The Bribery Act 2010 comes into force today, 1 July 2011. Readers of this blog will know that it has been a long process to get to today: see for example my blog in March of this year.
The Act consolidates existing laws on bribery and creates four distinct offences. Under the Act, it is an offence to bribe another person, to receive a bribe or to bribe a foreign public official. It is also an offence for a commercial organisation to fail to prevent bribery, the so-called “corporate offence”. Please see our article on the Act generally here.
From an employment law perspective, the corporate offence is of interest. As explained in our article, businesses will have a defence to the corporate offence if they can prove they had adequate procedures in place. Employers therefore have to ensure their policies and procedures are compliant.
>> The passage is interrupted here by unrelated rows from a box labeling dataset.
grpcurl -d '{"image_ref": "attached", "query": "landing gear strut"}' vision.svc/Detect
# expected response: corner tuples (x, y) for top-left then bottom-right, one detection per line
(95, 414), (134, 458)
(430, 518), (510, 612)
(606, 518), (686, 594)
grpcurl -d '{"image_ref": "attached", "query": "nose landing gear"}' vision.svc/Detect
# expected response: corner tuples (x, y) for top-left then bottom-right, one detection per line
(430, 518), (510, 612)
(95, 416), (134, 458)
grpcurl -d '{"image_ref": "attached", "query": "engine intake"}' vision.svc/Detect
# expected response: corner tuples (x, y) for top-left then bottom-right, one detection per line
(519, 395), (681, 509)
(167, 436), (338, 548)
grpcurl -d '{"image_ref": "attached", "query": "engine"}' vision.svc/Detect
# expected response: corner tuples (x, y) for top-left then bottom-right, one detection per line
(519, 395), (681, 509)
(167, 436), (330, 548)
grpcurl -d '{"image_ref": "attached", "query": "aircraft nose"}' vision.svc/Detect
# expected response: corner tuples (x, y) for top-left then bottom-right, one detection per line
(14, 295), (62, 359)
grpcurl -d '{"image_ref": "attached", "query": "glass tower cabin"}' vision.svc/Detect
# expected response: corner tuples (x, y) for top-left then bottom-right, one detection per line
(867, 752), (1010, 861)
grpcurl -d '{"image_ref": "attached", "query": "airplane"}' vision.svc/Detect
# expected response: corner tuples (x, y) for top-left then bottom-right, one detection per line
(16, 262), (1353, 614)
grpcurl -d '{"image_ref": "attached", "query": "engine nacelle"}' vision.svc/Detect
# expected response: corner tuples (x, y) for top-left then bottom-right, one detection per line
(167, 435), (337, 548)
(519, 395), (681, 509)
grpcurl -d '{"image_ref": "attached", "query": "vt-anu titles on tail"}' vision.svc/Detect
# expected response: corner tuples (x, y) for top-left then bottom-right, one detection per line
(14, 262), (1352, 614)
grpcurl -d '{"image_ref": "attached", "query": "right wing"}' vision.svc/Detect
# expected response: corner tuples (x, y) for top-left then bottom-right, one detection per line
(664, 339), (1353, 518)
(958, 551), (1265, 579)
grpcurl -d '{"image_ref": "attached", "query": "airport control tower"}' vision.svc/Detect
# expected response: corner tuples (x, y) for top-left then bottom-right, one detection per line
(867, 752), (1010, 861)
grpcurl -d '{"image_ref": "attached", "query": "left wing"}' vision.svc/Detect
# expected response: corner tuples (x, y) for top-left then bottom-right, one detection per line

The following are issues that employers should consider:
- Employers may wish to consider publishing an anti-bribery policy, setting out a zero-tolerance approach;
- Employers should revisit their policies on gifts and hospitality. The approach here should be reasonable and proportionate, with industry norms being considered. Following on from this, any policy on expenses should be considered to ensure employers are aware of how much is being spent and for what purpose;
- Similarly, policies on political or charitable donations and sponsorships should be reviewed;
- Any policy which rewards excessive risk taking should be abolished. Employers should carefully consider policies in relation to bonus and commission schemes, to ensure there is no incentive for an employee to commit an offence under the Act;
- Employers could consider carrying out more in-depth background checks on potential employees. Recruitment processes should be reviewed;
- Inductions should include information about anti-bribery procedures. New employees should be made aware of the organisation’s procedures. Training sessions could be provided if appropriate;
- It may be sensible, if a risk assessment has found that there is a risk of bribery or corruption to an organisation, to specify in employees’ contracts that they will comply with the organisation’s anti-bribery procedures;
- It is suggested that employers should update their disciplinary rules with a view to making it clear that any breach of the anti-bribery policies may be deemed gross misconduct;
- On a similar note, whistleblowing policies should be up-to-date. Any employee concerned about a colleague’s actions in relation to bribery should feel able to report his or her concerns in the appropriate manner; and
- Any policy updated or put in place as a consequence of the implementation of the Act should be proportionate. Employers must ensure that policies are not discriminatory in any way. Some countries are deemed to be of a higher risk than others, but this should not result in employers discriminating against nationals of those countries.
The Government has been keen to stress that proportionality is the key here. Employers should take reasonable, proportionate steps to comply with the new legislation.